Racibórz

Racibórz (poln., dt. [hist.] Ratibor, tschech. Ratiboř).

Die 57.755 Einwohner (2005) zählende Stadt R. liegt rund 10 km von der tschechischen Grenze entfernt im Südwesten Polens im Zuflussgebiet der oberen Oder zwischen Karpaten und Sudeten. Das Stadtgebiet umfasst 74,96 km² und befindet sich in einer Höhe von ca. 190 m ü. d. M. Die bedeutendsten Wirtschaftszweige der Stadt sind heute die chemische und die Leichtindustrie.

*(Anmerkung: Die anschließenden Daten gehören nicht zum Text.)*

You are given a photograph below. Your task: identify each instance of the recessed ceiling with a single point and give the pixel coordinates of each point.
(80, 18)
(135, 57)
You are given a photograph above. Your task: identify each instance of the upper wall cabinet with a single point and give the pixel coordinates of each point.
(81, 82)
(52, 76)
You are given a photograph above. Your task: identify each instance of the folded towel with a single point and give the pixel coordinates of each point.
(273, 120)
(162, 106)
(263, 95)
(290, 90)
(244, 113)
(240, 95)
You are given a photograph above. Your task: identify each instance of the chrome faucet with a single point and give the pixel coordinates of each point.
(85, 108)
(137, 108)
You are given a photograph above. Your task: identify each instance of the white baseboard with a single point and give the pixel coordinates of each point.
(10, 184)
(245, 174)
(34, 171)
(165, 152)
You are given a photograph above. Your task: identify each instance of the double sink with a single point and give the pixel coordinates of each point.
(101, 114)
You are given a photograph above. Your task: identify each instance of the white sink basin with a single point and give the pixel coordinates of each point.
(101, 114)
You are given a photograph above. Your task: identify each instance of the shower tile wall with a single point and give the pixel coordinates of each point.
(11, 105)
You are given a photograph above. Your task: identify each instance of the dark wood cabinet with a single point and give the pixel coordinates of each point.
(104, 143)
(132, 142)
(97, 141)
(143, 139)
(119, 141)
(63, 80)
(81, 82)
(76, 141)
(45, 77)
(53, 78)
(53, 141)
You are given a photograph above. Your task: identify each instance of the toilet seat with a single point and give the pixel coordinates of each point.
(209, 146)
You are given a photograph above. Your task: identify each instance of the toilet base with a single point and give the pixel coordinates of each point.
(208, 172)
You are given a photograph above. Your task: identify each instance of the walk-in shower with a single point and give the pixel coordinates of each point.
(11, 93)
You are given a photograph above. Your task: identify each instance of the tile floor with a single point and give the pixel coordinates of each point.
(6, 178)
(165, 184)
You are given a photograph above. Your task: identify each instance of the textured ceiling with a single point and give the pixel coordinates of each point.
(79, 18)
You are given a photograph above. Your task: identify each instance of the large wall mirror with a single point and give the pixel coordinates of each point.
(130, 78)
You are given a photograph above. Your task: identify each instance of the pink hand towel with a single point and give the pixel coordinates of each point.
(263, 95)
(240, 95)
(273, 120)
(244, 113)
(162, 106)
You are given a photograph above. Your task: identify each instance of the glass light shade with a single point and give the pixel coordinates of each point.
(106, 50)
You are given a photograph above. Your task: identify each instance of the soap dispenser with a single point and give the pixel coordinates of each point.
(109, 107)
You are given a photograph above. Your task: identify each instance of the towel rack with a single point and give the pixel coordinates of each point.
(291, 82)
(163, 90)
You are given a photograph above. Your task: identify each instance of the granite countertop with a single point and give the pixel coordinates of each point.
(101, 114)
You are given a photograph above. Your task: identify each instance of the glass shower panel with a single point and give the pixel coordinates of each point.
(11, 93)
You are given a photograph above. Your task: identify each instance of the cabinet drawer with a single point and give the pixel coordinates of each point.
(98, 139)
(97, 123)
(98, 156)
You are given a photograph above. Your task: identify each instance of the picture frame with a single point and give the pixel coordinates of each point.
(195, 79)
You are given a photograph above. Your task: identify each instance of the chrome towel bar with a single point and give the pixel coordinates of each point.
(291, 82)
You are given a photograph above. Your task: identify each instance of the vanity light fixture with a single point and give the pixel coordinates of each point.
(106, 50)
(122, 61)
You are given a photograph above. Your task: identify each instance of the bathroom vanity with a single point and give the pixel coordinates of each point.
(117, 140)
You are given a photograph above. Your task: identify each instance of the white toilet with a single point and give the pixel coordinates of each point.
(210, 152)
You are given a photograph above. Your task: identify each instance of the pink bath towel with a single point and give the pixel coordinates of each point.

Die Spuren erster menschlicher Ansiedlungen in R. stammen aus der Altsteinzeit. Nach der ältesten Überlieferung bestand R. schon im 9. Jh., doch die erste schriftliche Erwähnung von der Eroberung der Wallburg stammt von 1108. Das Herzogtum R. entstand 1173 und noch vor 1235 (1299?) erhielt R. das Stadtrecht. 1241 bestürmten die Mongolen zweimal vergeblich die mächtige Oderburg, die den Übergang über die Oder am Handelsweg von Südeuropa nach Polen und durch die Mährische Pforte nach Ruthenien überwachte. Die günstige Lage trug zur schnellen Entwicklung der Stadt bei, die im 13. Jh. als wichtige Station an den Handelswegen, die von Schlesien und Tschechien nach Süd- und Westeuropa bzw. der Oder entlang nach Norden führten.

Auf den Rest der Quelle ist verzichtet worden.